Phillies 6, Giants 2
Young continued to exhibit his change in approach at the plate while reaching base four times in Philadelphia’s win. Rather than chase a pitch, Young worked a nice walk in which he saw nothing in his hitting zone, and in his other at-bats, when presented with a pitch he could drive, he did just that. Young had a pair of doubles, the first of which drove home Philadelphia’s first two runs of the game and the second of which set up his eventual scoring of the team’s fourth. He’s now hitting .333/.398/.423 in what is unequivocally an unexpected bounce-back season for the 36-year old infielder.
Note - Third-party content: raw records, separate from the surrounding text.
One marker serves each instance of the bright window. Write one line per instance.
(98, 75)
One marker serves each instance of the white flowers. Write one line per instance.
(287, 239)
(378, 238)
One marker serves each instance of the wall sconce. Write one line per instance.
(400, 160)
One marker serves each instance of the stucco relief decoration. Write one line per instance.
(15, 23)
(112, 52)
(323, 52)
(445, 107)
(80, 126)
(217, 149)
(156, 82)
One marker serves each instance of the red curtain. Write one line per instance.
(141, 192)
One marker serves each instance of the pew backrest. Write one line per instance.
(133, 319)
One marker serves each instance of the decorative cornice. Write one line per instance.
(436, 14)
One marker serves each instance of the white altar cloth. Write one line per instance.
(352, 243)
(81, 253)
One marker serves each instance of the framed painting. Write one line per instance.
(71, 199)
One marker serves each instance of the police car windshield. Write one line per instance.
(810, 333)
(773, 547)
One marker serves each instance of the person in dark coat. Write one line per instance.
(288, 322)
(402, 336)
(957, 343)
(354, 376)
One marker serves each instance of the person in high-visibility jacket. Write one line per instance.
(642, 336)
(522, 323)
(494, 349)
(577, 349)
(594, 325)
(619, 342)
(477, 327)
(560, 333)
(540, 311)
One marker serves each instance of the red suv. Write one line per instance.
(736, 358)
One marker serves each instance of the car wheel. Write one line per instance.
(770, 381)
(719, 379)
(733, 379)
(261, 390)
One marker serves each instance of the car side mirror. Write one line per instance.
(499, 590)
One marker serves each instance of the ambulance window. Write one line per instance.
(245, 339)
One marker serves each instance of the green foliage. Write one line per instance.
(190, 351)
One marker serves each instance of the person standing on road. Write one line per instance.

For the second game in a row, Pence was the extent of the San Francisco offense. Following up his four-RBI showing from Sunday night, Pence scored both of the Giants’ runs on Monday. He got the team on the board with a solo home run in the second inning, and in the eighth scored on a throwing error after doubling. He may not do things in an orthodox fashion, and he may have a few flaws to his game, but Pence is a decently-effective hitter and easily one of the most fun outfielders in baseball. Pence is up to six homers and 20 RBI through 32 games, putting him on pace for a career-high in home runs and back-to-back 100 RBI seasons.